Едва за этим “молодцом из Лян Шань Бо” хлюпнула дверь, я приблизился к стойке бара, вытряхнул из сэйка ледяную пирамиду, наполнил треть картофельной водкой “Степан Разин”, добавил 20 мл “Deep blue”, 20 мл тюленьего молока, 10 мл елового джина, 10 мл муравьиного спирта, бросил крупинку каменной соли, поставил на 2 минуты под желтый лазер – и если бы ты, ядовитый мальчик мой, коснулся своими смешливыми губами этого напитка, то навсегда забыл бы имя Ричи ван дер Мууна.

Salut, стервец.

Boris

P. S. А клон-голубкам буран не помеха. Эти твари пролетят сквозь все. Даже сквозь Великую Китайскую стену.

9 января

Началось, слава Космосу.

Погода улеглась, после ланча нам подвезли TFG. Генетики хотели начать завтра, но полковник настоял.

Я был не против.
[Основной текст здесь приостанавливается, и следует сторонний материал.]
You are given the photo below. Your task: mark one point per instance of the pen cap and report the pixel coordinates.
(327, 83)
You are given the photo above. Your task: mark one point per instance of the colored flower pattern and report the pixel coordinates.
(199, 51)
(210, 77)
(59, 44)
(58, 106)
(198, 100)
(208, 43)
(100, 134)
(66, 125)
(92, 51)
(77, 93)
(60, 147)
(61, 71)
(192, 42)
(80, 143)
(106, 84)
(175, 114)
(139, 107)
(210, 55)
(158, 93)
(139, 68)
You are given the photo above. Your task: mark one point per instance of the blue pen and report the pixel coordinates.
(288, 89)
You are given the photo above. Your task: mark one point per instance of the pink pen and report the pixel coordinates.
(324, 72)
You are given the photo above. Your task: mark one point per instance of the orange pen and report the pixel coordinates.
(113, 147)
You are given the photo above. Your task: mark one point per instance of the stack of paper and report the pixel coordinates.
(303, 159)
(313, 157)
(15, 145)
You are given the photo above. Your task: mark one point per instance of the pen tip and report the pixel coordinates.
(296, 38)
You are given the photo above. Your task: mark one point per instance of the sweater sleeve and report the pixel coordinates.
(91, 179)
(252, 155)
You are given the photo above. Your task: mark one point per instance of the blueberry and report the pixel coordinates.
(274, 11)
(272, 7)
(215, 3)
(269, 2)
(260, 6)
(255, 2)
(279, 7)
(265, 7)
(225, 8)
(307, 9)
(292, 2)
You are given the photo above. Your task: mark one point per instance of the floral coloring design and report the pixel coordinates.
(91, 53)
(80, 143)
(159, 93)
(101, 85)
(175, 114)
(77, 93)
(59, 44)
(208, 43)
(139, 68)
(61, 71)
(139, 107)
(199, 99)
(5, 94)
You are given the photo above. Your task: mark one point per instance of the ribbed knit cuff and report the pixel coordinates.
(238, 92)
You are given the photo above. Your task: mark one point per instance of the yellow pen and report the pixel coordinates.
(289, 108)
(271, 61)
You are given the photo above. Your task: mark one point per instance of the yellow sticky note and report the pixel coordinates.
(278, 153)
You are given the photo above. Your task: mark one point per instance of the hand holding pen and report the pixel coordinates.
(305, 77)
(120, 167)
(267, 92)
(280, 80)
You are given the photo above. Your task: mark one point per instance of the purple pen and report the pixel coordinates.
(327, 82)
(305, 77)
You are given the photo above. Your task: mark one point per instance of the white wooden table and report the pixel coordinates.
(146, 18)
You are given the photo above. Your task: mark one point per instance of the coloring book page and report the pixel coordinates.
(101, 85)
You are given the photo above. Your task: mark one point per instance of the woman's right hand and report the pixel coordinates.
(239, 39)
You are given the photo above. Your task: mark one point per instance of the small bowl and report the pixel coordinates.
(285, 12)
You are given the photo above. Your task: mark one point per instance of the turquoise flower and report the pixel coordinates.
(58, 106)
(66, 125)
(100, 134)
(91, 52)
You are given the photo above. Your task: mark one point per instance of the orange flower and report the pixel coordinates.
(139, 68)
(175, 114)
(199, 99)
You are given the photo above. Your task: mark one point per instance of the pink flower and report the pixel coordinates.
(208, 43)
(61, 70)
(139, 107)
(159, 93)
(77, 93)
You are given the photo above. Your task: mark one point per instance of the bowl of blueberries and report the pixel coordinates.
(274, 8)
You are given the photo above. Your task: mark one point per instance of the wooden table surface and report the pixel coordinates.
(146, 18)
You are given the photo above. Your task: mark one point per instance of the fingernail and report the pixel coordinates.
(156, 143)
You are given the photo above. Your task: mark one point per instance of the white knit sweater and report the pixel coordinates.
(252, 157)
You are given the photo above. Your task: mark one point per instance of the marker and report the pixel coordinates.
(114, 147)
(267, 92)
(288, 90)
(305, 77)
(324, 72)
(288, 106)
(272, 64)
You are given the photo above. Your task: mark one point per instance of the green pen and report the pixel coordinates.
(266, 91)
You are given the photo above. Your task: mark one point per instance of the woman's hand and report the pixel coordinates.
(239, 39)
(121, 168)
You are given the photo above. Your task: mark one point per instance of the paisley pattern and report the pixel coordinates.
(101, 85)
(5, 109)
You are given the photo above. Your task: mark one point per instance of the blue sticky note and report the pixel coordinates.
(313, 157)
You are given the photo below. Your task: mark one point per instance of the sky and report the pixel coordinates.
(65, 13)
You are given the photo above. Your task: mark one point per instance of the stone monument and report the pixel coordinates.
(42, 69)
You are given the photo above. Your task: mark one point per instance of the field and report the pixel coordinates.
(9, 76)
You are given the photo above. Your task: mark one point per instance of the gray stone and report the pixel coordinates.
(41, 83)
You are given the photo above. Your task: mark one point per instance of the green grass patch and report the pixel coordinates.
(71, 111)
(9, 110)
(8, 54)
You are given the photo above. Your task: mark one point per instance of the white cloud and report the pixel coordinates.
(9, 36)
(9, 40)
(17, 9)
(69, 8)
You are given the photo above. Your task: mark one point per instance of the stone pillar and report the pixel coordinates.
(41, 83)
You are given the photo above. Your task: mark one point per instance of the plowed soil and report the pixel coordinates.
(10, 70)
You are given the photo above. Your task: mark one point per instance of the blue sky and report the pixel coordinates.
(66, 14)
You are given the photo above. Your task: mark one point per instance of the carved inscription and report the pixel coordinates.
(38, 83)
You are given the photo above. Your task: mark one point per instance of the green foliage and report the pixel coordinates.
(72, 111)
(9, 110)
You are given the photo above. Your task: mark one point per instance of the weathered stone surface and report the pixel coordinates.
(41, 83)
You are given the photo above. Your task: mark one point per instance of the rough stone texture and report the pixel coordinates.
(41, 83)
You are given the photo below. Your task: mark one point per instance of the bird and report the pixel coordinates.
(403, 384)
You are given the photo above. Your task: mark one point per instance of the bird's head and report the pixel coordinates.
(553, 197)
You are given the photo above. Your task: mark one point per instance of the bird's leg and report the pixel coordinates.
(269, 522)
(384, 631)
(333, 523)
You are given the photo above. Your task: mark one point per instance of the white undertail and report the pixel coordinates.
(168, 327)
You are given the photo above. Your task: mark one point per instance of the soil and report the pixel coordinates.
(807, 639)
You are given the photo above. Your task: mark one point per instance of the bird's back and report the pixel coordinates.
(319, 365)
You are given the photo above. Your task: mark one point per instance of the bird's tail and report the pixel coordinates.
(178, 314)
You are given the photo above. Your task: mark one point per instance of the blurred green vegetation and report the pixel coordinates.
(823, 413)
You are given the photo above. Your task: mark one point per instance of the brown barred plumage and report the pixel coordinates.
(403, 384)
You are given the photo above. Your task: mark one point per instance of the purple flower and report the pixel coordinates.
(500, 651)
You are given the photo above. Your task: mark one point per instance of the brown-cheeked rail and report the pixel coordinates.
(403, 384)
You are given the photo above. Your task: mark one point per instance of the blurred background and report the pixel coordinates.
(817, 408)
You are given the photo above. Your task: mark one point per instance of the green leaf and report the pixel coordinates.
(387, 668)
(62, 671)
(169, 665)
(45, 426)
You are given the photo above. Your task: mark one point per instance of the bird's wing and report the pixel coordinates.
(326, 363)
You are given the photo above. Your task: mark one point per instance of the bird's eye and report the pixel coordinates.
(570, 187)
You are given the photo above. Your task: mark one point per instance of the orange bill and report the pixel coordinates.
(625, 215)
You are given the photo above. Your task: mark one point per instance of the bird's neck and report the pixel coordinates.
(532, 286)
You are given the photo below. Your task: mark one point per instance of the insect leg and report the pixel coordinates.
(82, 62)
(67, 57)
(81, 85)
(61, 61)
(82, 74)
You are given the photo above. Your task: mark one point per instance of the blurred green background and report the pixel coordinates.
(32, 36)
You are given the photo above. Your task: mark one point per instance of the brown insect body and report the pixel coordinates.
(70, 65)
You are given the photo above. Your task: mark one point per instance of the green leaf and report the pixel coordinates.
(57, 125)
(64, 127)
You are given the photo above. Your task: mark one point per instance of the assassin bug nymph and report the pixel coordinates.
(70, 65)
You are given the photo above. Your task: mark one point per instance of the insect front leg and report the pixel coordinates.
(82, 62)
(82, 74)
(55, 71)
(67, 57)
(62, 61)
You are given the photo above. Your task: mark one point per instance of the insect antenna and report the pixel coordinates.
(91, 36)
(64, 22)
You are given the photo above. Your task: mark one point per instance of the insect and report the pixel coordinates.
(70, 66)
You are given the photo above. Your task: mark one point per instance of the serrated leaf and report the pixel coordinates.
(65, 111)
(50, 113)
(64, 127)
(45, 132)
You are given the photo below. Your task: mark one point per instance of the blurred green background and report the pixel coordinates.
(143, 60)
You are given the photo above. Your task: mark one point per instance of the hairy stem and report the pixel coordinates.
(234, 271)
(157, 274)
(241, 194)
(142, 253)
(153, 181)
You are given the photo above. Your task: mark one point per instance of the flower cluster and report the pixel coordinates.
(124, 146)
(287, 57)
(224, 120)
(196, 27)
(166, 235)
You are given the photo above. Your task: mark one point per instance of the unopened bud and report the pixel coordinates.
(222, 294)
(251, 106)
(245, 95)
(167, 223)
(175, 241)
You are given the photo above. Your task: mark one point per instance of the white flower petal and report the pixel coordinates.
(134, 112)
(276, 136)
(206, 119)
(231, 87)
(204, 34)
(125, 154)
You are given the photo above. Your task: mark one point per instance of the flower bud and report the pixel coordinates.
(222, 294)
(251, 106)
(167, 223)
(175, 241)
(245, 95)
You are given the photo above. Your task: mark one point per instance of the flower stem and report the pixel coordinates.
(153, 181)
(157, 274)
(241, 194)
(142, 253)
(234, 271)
У Харитона тоже не было соплей.

Витте слегка поломался, но Карпенкофф сильно его не поддержала. И в 20:34 мы запустили.

Рипс шагуа, я вижу тебя сидящим в твоей GERO-KUNST пещере, жующим пакистанскую саранчу и запивающим ее голландским пивом.

Что значит для тебя – мультисексера, предателя и протея – эта короткая фраза: МЫ ЗАПУСТИЛИ?

Nihil.

Я всегда завидовал твоей способности ничему не удивляться.

Впрочем, это зависть калеки без органа, так что она некорректна, рипс лаовай.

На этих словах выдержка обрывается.